Automated Testing Practices for the Cloud-Native Disaster Recovery Product HyperBDR

2023-02-06·#Automated Testing #Python #Terraform

HyperBDR is a migration and disaster recovery product built on cloud-native principles. Its core business scenario is synchronizing source-side data to cloud-native storage at the block level using incremental differentials. It currently supports both Block Storage and Object Storage. After synchronization, it leverages the patented Boot-in-Cloud technology to restore business systems to a running state with a single click — fully exploiting cloud-native orchestration capabilities to address the distinct needs of migration and disaster recovery scenarios.

HyperBDR currently supports nearly 10 major source-side operating system families (Windows / CentOS / Redhat / Ubuntu / SUSE / domestic OS), with minor versions exceeding several hundred, and has progressively added support for nearly 40 target cloud platforms (public cloud, dedicated cloud, private cloud, hyper-converged, virtualization, etc.) — a number that continues to grow.
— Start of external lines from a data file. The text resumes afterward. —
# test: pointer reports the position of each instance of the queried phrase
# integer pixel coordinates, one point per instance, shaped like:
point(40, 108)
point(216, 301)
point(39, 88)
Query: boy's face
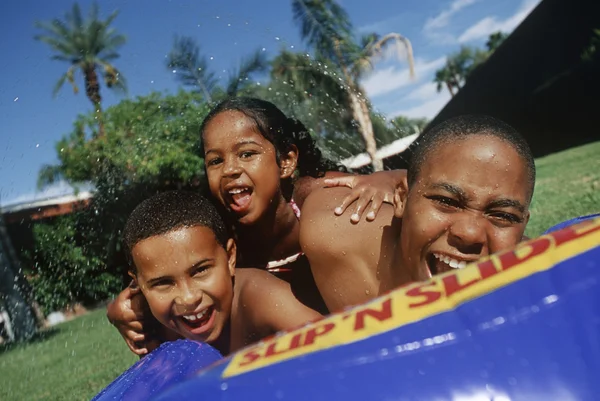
point(470, 199)
point(186, 277)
If we were to run a full coverage test across all source operating systems against every target platform, the combined test cases could exceed 10,000.

At this scale, relying solely on manual effort to achieve test coverage is clearly impractical. Automated testing must be introduced to cover core business scenarios. This not only satisfies automated testing requirements, but also enables developers to promptly assess the impact of new features on core workflows during day-to-day development — further improving product stability and reliability.

Pain Points

Let us first examine several pain points in manual testing of HyperBDR:

Pain Point 1: Too Many Test Cases, Insufficient Headcount

Given the scale of sources and targets described above, even a basic smoke test requires well over a hundred scenario combinations per full test run. For example:

Source side (19 variants): CentOS (6/7/8), Redhat (6/7/8), SUSE (11/12), Ubuntu (14.04/16.04/18.04/20.04), Windows (2003/2008/2012/2016/2019), Oracle Linux, domestic OS
Target side (9 variants): OpenStack, AWS, Alibaba Cloud, Tencent Cloud, Huawei Cloud, China Mobile Cloud, ZStack, hyper-converged product, hyper-converged product

That adds up to 171 scenario combinations per test run. Some might say that doesn’t sound like much and shouldn’t take long to execute — but that leads us to the second pain point: test cycle duration.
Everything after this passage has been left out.